Coding an AutoAI RAG experiment with text extraction

Review the guidelines and code samples to learn how to code an AutoAI RAG experiment by using watsonx text extraction to process input documents.

You can use text extraction to process input documents for an AutoAI RAG experiment. Text extraction transforms high-quality business documents with tables, images, and diagrams into markdown format. The resulting markdown files can then be used in an AutoAI RAG experiment to enhance the quality of generated patterns.

The text extraction service uses the watsonx.ai Python client library (version 1.1.11 or later). For more information about using text extraction from watsonx.ai Python SDK, see Text Extractions.

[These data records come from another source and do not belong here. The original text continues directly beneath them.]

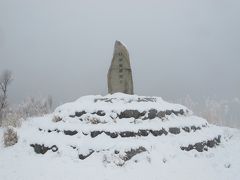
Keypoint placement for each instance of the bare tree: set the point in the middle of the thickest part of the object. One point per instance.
(5, 80)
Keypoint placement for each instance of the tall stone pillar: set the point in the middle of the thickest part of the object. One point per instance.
(120, 72)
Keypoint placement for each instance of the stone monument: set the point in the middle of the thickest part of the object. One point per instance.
(120, 72)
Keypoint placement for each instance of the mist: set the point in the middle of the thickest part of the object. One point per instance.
(177, 48)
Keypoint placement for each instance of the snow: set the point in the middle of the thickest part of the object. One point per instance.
(163, 158)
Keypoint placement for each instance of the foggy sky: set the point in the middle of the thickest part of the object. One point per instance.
(64, 48)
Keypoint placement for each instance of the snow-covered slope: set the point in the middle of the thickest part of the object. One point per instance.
(121, 137)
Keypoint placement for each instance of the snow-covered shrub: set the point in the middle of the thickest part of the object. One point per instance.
(35, 107)
(13, 115)
(56, 119)
(10, 137)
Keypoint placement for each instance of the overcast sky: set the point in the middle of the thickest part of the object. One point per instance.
(64, 48)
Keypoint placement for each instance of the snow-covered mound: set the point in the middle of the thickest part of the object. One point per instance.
(122, 126)
(121, 136)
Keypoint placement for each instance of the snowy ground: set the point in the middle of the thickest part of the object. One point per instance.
(162, 158)
(20, 162)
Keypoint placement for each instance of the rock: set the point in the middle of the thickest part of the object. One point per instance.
(42, 149)
(152, 113)
(95, 133)
(131, 113)
(120, 72)
(143, 132)
(133, 152)
(174, 130)
(79, 114)
(156, 132)
(82, 157)
(186, 129)
(69, 132)
(161, 114)
(112, 134)
(127, 134)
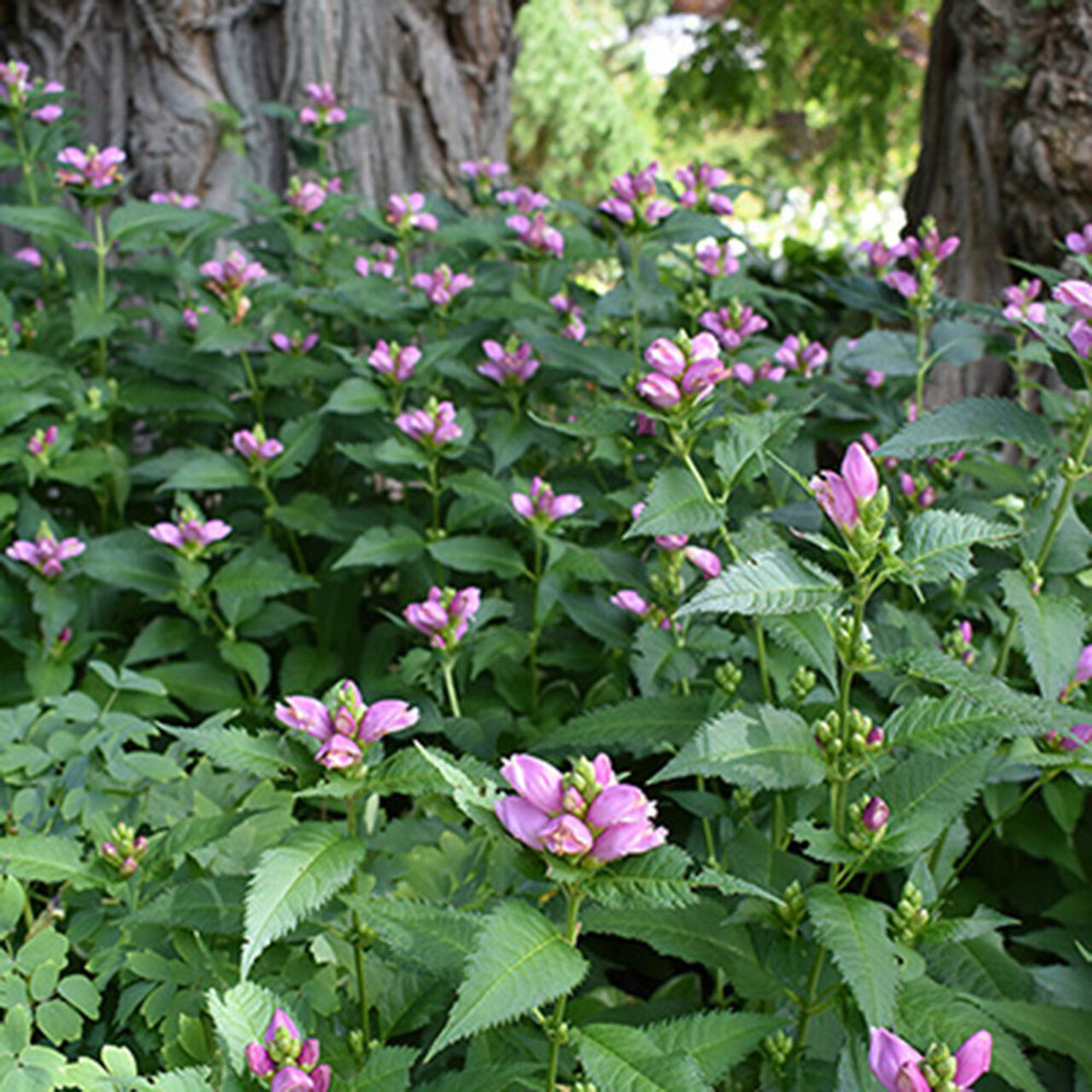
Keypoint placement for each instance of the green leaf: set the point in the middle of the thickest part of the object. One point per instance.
(772, 749)
(627, 1060)
(972, 424)
(770, 582)
(636, 726)
(1052, 629)
(717, 1041)
(293, 880)
(675, 506)
(241, 1016)
(383, 546)
(520, 961)
(854, 928)
(938, 544)
(478, 554)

Follow these steps to use text extraction in your AutoAI RAG experiment.

Prepare the prerequisites for preparing data and set up the experiment
Process input documents with text extraction
Configure the RAG optimizer
Run the experiment
Review the patterns and select the best one

Step 1: Prepare the prerequisites for preparing data and set up the experiment

Prepare the prerequisites for the experiment.

Before you use the sample code, you must perform the following setup task:

Contact your Cloud Pak for Data administrator and ask them for your account credentials

Install and import the required modules and dependencies. For example:

pip install 'ibm-watsonx-ai[rag]>=1.1.11'
pip install "langchain_community>=0.3,<0.4"

Connect to WML.

Authenticate the Watson Machine Learning service on IBM Cloud Pak for Data. You need to provide the platform url, your username, and your api_key.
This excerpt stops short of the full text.